In this blog post I explain why I chose the amount as part of the proportional factor that scales the uncertainty cost.
If we neglect for a moment of the mu weight, and we are asked to combine the fee cost and the uncertainty cost linearly (in order to preserve linearity function of the flow and hence be able to apply MCF optimization) we can do it for example by multiplying the uncertainty cost by a constant k:

Cost(x) = fee(x) - k log P(x)

where x represents a routing solution, fee(x) is the fee associated with it, and P(x) is the probability of success of that set of routes.

The algorithm will try to find x such that Cost(x) is minimal.

Now image that there are two optimal solutions x_1 and x_2, that is
Cost(x_1)=Cost(x_2), furthermore there isn't any other solution with a smaller cost than that (possibly equal).
The MCF algorithm can return either x_1 or x_2, one is as good as the other.
But there are not necessarily the same in the sense that fee(x_1) could be different from fee(x_2). Hence consider the cost evaluated at x_1 and x_2:

Cost(x_1) = fee(x_1) - k log P(x_1)
Cost(x_2) = fee(x_2) - k log P(x_2)

substract both equations and assume x_1 and x_2 are topologically close
to the other in a weak sense, so that we can take differentials:

0 = d fee - k / P  dP

hence

dfee = k/P dP

in other words, in the space of optimal solutions one unit of success probability is as good as k/P units of fee. This seems very abstract but I explain it in the blog with an example.
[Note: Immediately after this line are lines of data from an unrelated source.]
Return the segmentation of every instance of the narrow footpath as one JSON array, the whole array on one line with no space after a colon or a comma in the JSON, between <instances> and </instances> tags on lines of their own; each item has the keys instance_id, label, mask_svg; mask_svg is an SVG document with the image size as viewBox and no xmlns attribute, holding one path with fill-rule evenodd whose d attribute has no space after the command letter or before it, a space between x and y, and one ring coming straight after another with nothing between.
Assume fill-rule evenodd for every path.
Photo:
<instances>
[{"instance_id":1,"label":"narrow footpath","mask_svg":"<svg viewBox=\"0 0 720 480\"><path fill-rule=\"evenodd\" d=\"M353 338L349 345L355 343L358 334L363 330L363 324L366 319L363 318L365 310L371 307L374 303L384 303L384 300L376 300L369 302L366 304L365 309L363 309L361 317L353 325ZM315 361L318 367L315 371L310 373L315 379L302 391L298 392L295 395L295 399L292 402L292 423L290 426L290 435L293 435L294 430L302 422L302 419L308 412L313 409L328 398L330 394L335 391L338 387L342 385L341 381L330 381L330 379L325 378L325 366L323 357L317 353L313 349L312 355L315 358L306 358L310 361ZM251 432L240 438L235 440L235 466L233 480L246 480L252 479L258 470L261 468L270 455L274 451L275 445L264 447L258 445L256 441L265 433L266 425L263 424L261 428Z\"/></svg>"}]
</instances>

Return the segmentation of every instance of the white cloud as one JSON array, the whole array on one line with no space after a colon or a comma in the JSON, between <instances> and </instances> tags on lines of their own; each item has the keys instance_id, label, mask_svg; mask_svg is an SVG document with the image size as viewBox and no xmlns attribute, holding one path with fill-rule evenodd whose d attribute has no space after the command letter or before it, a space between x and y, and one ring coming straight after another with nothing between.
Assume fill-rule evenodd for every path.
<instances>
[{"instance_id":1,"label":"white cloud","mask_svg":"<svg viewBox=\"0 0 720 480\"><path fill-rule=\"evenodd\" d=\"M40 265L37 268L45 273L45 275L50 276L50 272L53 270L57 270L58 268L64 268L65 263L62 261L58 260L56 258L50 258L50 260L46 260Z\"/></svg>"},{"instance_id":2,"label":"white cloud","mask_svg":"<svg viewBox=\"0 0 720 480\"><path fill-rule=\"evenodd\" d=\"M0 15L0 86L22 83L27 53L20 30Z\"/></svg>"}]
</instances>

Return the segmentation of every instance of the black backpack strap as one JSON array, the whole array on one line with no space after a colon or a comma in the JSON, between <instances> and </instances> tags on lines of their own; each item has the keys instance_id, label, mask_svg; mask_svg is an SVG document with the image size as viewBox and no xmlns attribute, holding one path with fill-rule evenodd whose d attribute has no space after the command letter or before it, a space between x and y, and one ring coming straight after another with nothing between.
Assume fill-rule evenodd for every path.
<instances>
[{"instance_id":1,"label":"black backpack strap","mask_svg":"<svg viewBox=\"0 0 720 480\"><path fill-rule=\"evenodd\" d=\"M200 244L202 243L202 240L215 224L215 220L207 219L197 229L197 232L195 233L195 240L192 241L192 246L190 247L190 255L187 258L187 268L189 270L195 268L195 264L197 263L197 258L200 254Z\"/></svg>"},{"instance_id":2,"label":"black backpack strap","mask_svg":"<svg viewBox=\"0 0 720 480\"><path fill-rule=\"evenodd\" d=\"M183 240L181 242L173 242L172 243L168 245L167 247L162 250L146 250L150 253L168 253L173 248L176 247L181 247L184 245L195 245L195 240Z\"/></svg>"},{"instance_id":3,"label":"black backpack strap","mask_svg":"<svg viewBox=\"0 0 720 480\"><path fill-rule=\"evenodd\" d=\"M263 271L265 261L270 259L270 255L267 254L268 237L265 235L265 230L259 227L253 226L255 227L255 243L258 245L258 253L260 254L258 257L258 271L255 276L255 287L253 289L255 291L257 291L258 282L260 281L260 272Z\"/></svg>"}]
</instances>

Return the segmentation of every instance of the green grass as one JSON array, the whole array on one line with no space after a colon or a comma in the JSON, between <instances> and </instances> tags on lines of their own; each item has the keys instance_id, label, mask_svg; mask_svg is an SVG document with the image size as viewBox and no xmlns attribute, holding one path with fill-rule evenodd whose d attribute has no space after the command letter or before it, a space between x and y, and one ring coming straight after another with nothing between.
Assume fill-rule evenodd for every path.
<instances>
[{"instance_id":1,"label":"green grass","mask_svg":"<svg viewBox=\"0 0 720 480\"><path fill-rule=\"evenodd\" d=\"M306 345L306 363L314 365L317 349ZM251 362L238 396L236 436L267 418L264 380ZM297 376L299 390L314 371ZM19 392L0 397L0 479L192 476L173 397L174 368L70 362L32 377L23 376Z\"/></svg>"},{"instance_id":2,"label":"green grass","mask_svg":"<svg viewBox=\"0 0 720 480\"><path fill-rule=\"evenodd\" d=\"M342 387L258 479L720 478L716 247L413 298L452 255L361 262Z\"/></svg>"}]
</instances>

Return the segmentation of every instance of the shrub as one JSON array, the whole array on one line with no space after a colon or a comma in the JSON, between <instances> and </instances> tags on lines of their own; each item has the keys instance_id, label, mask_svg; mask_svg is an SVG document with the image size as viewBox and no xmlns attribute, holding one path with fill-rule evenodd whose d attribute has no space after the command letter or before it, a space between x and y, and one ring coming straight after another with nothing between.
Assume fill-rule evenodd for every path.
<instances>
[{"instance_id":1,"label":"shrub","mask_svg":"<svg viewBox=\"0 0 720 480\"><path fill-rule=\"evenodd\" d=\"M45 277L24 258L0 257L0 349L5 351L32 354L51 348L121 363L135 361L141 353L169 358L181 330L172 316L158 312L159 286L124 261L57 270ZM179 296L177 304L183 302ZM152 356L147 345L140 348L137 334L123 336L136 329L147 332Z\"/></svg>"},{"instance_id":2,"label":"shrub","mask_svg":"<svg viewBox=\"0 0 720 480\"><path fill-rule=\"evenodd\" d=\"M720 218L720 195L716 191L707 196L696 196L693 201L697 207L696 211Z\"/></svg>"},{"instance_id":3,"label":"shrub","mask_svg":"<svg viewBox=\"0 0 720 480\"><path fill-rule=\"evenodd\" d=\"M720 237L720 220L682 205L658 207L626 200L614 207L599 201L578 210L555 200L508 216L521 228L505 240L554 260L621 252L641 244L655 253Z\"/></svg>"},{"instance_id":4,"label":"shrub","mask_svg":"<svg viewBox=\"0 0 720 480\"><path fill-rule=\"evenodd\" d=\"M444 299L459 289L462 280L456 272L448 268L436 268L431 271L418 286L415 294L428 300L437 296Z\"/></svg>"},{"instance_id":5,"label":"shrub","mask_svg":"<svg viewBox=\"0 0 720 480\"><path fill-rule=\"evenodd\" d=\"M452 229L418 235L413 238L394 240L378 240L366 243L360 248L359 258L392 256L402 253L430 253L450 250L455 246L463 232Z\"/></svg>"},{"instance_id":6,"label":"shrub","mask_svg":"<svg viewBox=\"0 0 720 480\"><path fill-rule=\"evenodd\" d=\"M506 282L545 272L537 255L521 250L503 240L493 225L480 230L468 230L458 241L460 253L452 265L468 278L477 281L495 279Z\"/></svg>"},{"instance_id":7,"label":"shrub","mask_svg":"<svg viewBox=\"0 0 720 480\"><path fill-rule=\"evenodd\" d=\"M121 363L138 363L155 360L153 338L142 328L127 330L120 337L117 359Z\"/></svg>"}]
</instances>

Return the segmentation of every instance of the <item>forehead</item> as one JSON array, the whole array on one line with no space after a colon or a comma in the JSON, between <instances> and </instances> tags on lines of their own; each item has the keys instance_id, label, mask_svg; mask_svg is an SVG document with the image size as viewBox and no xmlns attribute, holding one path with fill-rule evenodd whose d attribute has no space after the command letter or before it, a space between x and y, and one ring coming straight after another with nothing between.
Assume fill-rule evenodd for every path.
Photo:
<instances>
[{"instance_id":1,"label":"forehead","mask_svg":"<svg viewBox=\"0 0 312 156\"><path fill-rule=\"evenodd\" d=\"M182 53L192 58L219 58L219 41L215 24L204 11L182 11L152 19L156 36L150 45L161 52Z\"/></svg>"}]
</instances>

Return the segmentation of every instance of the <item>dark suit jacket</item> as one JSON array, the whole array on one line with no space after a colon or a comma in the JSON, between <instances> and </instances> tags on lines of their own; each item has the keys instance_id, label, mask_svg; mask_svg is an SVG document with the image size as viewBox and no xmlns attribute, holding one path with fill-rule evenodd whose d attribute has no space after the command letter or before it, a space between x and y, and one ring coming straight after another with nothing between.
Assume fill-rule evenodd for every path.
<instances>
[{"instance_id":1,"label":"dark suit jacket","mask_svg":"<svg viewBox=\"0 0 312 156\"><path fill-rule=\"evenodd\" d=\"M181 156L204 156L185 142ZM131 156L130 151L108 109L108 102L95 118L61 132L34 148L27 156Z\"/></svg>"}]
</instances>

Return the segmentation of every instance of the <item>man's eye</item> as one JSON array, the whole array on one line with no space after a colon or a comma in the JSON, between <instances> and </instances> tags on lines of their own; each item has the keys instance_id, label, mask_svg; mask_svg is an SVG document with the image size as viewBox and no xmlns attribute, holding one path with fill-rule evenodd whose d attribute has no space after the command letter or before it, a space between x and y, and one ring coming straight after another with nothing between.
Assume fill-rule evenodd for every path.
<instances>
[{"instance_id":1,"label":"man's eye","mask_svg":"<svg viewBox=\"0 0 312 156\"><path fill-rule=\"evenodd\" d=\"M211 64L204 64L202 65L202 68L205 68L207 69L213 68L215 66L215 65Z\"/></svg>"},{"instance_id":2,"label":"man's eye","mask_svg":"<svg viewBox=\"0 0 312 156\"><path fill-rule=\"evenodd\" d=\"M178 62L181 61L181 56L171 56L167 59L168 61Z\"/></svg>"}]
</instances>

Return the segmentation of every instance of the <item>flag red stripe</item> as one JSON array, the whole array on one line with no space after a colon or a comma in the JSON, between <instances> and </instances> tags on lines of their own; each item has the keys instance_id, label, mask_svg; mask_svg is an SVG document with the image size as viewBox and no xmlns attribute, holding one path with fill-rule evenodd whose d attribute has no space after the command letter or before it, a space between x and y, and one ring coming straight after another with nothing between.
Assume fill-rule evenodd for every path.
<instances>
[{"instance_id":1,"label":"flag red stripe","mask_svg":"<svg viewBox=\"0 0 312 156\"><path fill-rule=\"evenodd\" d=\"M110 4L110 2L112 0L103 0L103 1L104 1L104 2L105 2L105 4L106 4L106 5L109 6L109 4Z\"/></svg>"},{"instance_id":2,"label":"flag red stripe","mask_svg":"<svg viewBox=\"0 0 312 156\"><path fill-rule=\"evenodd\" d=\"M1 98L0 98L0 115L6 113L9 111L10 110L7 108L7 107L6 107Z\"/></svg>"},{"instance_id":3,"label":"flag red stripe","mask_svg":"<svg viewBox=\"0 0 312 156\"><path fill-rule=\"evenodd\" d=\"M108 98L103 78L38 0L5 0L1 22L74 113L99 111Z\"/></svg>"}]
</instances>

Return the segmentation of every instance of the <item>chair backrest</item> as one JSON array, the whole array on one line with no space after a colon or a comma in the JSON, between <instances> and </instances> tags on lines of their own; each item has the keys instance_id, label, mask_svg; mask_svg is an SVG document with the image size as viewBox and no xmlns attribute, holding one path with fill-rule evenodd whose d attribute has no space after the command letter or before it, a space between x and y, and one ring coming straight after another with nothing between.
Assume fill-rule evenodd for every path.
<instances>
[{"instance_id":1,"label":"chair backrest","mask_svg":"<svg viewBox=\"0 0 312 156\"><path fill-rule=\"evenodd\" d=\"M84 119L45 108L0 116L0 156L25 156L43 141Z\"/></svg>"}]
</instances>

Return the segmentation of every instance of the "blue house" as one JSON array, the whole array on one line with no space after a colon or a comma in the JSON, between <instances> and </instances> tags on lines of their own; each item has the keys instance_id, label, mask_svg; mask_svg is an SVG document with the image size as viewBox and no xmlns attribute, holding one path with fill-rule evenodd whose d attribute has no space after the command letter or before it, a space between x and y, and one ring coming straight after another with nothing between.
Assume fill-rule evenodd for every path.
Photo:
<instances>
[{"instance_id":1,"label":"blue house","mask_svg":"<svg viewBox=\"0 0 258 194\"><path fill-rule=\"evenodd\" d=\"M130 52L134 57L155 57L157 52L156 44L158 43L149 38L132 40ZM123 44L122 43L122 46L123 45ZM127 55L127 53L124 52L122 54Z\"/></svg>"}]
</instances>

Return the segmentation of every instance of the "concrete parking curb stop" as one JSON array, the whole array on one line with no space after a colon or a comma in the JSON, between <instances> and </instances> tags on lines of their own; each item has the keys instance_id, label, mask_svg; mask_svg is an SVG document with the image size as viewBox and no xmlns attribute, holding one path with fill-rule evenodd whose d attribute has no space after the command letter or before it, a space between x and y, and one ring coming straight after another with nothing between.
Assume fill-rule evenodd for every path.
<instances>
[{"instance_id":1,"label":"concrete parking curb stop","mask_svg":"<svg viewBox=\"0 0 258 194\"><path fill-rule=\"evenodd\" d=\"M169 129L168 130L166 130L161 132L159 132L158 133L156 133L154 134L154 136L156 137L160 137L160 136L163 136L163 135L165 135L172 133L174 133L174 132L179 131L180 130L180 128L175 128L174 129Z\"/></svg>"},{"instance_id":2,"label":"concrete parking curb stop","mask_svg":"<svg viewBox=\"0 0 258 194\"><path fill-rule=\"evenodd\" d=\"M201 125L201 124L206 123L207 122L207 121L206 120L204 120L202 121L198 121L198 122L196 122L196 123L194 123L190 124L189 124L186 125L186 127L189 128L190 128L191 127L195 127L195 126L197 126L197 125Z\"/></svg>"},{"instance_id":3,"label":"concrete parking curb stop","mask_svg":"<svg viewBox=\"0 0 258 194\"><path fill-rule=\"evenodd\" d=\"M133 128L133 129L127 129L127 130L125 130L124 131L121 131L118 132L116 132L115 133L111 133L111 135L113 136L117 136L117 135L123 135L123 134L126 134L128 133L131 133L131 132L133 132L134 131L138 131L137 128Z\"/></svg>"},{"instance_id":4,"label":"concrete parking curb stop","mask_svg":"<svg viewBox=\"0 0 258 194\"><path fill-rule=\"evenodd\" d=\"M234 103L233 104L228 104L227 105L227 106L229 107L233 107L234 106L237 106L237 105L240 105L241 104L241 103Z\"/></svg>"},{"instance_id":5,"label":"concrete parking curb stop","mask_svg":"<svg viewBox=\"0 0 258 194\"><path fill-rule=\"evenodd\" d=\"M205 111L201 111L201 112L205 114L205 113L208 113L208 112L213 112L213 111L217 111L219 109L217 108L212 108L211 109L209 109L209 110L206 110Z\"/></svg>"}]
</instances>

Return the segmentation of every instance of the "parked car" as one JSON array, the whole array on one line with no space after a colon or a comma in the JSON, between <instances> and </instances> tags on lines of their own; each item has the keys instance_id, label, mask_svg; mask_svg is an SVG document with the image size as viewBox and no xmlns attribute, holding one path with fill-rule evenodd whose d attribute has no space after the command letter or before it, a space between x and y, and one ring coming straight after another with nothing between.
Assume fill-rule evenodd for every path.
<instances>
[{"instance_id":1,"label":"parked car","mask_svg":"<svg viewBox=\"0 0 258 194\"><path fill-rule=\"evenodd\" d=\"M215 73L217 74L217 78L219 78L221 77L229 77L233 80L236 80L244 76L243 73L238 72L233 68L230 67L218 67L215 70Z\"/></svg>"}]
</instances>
If k was a fixed number of sats, for instance 150 BTC or 1.5 Gsats we would have that 0.1% change is probability would be equivalent to 1.5Gsats * 0.001=1.5Msats in fees, assuming P approximately 1.
That means we are expressing that we are willing to pay
1.5 Msats in order to improve our success probability by just 0.1%.

Instead I thought of defining k as the payment amount times some number so that k/P dP becomes a fraction of amount. One could tune it so that in the space of optimal solutions a 0.1% change in probability could correspond to
a reasonable number of PPM of the payment amount.
In renepay we have hard coded k = amount*prob_cost_factor/1000,
with prob_cost_factor a parameter with default value 10. This implies that
a 0.1% change in probability is equivalent to a fee of:

dfee = amount*prob_cost_factor/1000*0.001 = amount * prob_cost_factor/1M
     = amount * 10/1M

The prob_cost_factor becomes the PPM of the amount that one would consider reasonable to exchange for each 0.1% of probability.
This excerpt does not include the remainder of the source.